Le validisme désigne un système d’oppression ; handicapé.es sont les personnes catégorisées et empêchées par le validisme. Il y a une production sociale du handicap, qui peut être imposé, reconnu, non reconnu ; et donner lieux à des empêchements divers.

Il ne s’agit pas de pures construction sans fondements corporels. Derrière, il y a des vécus quotidiens remplis de dysfonctionnements et de douleurs. La matérialité de nos troubles ne doit pas être oubliée, sous prétexte de focaliser sur la construction sociale de nos empêchements.

Raconter mon expérience personnelle avec mon trouble est une démarche très importante pour moi : afin de dire à tant d’autres « tu n’es pas seul.e », afin de faire prendre conscience du quotidien réel, afin de travailler à partir de ma vie concrète, et non pas seulement d’abstractions.
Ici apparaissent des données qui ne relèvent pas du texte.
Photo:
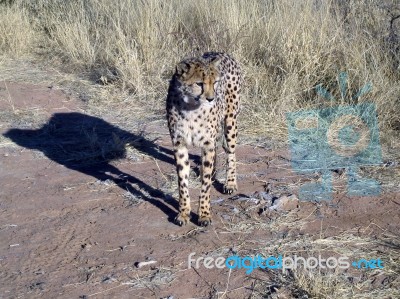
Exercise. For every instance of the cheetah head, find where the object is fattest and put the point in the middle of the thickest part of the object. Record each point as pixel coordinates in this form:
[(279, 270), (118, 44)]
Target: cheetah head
[(198, 80)]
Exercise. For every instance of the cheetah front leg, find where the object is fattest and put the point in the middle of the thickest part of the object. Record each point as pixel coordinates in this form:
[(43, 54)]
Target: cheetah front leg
[(183, 169), (208, 155)]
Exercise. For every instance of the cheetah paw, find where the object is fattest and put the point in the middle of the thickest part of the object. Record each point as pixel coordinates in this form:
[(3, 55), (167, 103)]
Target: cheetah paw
[(182, 219), (204, 221), (229, 189)]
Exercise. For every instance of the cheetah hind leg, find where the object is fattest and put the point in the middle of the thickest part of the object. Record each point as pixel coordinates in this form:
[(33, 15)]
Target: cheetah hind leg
[(229, 145)]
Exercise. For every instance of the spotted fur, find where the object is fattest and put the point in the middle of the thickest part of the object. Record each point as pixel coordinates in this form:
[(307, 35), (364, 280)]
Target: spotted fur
[(202, 102)]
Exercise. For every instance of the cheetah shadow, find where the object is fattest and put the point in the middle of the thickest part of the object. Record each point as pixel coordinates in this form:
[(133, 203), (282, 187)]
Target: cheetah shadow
[(88, 144)]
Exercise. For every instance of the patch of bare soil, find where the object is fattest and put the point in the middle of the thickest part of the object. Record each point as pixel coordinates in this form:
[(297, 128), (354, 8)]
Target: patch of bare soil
[(84, 202)]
J’ai deux manières de raconter cette expérience :

  • la première est ancrée dans l’expérience et l’introspection, en faisant beaucoup de place aux émotions (De la douleur à la souffrance).
  • la deuxième repose sur une démarche explicative, piochant dans les savoirs médicaux, donnant un aperçu des causes, des cycles, des systèmes d’interaction (Troubles troublant).

De la douleur à la souffrance

Ce qui m’a poussé à cette démarche, premièrement et fondamentalement, c’est cette terrible douleur… comme si la dessiner pouvait la faire sortir ; comme si la faire comprendre pouvait réduire le désespoir et les souffrances qu’elles cause.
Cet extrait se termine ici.